Theory Says Redundancy Matters. Practice Teaches It When You Can't Walk Downstairs.

I knew redundancy mattered. On paper. I had read about it. I understood the concept. Knowing and feeling are two different things though. One went down when I wasn't home. The other taught me why I needed it in a way no article ever could.

Within about a week and a half of being away, there was a short power blip on my homelab. My laptop had no UPS yet because I was waiting for the Unifi 2U model to come in stock. That wouldn't have been such a big deal if the laptop still had its battery.

When I first built out my homelab setup, I noticed the battery was swelling enough to affect the trackpad. I pulled it out immediately rather than risk permanent damage or a fire hazard sitting in there indefinitely. That decision saved me from a worse problem later but left the laptop with zero backup power and no way to handle even a brief outage gracefully.

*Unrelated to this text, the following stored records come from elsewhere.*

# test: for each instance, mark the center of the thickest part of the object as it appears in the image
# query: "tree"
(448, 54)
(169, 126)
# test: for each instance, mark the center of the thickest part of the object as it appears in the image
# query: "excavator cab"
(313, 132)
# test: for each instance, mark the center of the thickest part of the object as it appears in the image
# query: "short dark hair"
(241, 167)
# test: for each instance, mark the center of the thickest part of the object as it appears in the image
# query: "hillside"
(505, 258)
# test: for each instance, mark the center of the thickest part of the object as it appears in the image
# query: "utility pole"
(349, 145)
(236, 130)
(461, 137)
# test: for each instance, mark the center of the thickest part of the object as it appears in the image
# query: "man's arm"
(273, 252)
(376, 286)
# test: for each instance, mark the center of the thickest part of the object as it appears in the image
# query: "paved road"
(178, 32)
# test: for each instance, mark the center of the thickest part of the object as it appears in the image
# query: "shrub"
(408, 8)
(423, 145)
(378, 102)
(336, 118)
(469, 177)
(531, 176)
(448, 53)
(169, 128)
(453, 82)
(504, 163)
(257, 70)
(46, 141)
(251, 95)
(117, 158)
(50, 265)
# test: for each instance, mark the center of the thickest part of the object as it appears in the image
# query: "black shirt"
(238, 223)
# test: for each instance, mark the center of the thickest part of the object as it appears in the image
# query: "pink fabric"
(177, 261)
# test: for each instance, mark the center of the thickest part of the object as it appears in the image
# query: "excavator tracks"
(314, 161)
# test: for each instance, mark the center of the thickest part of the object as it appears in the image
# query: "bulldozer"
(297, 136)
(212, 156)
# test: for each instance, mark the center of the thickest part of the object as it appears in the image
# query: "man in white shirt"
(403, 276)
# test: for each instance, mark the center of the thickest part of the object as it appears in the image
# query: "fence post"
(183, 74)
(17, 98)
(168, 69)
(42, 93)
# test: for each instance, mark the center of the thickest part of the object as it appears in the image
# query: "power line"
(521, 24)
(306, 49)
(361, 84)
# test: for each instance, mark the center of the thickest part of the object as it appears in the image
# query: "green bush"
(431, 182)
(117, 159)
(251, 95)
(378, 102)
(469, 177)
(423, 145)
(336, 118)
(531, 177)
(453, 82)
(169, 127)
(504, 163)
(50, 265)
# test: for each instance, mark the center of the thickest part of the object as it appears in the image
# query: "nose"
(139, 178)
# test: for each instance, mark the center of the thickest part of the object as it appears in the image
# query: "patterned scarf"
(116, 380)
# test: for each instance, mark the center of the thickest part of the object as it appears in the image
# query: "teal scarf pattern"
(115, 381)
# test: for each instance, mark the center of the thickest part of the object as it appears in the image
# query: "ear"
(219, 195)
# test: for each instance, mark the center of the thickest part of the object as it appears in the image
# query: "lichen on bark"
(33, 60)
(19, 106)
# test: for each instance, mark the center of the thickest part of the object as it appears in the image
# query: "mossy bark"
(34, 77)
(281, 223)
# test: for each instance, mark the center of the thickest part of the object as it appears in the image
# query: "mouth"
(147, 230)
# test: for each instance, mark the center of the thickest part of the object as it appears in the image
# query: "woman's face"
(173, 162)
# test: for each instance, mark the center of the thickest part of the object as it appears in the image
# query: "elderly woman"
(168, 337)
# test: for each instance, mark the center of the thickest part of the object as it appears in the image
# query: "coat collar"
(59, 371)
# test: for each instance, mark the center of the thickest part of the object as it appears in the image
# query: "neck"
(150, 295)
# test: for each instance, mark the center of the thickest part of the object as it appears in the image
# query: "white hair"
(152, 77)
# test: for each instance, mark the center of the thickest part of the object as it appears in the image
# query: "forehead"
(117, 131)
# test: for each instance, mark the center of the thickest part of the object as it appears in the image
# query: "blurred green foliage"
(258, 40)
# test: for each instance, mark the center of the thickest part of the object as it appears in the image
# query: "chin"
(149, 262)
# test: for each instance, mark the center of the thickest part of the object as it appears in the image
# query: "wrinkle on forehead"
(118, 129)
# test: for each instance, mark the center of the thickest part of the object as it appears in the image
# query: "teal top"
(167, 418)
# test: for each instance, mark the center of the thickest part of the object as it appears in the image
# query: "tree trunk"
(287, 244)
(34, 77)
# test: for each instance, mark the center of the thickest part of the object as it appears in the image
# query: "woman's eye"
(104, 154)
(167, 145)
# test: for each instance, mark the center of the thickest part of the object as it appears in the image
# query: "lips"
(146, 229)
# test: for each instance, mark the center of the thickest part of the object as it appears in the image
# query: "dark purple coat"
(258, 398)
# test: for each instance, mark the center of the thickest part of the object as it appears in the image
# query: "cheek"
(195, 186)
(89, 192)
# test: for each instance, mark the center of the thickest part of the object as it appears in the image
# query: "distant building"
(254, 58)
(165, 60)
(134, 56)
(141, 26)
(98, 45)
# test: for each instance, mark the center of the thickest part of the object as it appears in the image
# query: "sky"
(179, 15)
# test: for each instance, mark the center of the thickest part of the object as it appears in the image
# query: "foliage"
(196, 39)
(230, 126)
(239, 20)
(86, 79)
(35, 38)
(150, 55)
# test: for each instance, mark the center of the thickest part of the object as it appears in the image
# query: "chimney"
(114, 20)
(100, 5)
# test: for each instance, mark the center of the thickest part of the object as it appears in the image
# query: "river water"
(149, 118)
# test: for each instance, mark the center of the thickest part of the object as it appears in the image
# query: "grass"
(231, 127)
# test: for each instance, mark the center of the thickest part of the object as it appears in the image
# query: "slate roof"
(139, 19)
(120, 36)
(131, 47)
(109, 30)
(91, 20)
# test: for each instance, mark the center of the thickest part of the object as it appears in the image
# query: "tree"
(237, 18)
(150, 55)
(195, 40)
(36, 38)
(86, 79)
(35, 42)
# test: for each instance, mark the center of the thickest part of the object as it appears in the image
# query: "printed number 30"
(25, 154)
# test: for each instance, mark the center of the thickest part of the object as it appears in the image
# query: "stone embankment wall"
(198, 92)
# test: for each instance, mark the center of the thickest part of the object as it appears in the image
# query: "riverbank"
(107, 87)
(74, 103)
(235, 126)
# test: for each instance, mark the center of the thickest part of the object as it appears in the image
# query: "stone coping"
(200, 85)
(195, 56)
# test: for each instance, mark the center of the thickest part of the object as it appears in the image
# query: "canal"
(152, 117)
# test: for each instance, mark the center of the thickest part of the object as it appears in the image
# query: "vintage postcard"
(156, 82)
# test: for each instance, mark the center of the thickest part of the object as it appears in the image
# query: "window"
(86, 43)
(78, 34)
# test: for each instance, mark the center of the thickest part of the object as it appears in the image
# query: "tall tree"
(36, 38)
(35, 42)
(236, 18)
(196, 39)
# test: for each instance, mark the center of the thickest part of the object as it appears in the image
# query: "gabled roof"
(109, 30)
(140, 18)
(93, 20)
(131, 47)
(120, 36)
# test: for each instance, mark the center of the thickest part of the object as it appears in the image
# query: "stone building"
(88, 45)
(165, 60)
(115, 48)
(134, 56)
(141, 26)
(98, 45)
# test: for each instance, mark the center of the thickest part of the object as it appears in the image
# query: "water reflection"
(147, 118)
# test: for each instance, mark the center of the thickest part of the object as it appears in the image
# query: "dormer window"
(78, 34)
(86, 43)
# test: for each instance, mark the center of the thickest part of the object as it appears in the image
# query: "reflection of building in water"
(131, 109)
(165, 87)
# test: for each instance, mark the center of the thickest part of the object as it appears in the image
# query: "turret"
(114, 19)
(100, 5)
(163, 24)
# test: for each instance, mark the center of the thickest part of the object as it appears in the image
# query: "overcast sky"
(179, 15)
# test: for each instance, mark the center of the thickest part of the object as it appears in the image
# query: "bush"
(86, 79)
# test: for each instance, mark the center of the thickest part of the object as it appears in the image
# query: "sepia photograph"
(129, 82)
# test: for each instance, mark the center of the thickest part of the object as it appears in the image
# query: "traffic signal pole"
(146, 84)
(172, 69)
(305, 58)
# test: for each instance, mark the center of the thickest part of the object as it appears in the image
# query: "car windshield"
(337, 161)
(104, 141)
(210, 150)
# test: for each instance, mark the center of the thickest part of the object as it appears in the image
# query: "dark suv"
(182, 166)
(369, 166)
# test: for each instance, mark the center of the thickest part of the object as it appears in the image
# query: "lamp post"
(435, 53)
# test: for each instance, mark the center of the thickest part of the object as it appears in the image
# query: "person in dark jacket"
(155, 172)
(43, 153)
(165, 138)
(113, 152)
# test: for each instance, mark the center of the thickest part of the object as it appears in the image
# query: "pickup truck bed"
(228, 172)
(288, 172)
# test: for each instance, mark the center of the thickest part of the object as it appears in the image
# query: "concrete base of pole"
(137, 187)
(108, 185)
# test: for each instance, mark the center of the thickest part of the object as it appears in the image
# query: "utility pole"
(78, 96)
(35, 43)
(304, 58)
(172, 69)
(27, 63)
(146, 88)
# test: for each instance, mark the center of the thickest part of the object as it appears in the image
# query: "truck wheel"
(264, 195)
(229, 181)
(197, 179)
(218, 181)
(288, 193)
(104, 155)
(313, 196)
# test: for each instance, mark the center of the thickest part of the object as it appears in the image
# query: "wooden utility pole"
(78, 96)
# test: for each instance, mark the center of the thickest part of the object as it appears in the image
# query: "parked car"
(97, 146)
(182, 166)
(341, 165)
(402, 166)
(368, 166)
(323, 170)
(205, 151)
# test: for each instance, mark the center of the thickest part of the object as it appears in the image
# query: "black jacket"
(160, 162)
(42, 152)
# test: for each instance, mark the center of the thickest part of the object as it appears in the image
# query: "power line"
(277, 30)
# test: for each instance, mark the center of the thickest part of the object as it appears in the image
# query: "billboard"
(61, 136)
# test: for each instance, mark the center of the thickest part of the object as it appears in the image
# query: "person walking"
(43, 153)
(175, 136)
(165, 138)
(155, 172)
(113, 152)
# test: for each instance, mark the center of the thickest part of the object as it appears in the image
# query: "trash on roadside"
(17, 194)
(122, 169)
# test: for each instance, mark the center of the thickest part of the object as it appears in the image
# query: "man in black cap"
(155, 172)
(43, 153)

The server didn't recover on its own either. Unlike my repurposed gaming machine running InferDeck, the laptop's BIOS doesn't have automatic reboot built in. When the power came back, nothing started. Thirty-six Docker containers, all offline, waiting for someone to press the power button.

Thankfully I had family nearby that day and they were able to pop in and turn it on. Without that luck, it would have been a six-hour round trip just to restore things manually. I knew redundancy was important before this happened but never grasped how quickly a minor inconvenience becomes a major one when you're not there to fix it.

I've now installed the Unifi UPS 2U and those small blips are handled automatically. It won't cover longer outages, but that's fine for what I need right now. The real lesson here wasn't about buying hardware though. It was about understanding cost in a way that theory never gives you.

When I work from home and the power flickers, I pop downstairs, press the button, and everything's back in thirty seconds. That convenience shapes how you think about these problems. You figure someone will be around to deal with it when it matters. Until someone isn't.

What I'm planning next is a redundant node so services can fail over if the machine itself dies. I also want a smaller secondary machine that auto-reboots on startup to handle the laptop's limitation permanently. The laptop works fine as a server, just not when it needs physical intervention to come back online.

I always nodded along when people talked about redundancy planning. Now I get why they bother. Theory tells you something is important. Experience teaches you how much.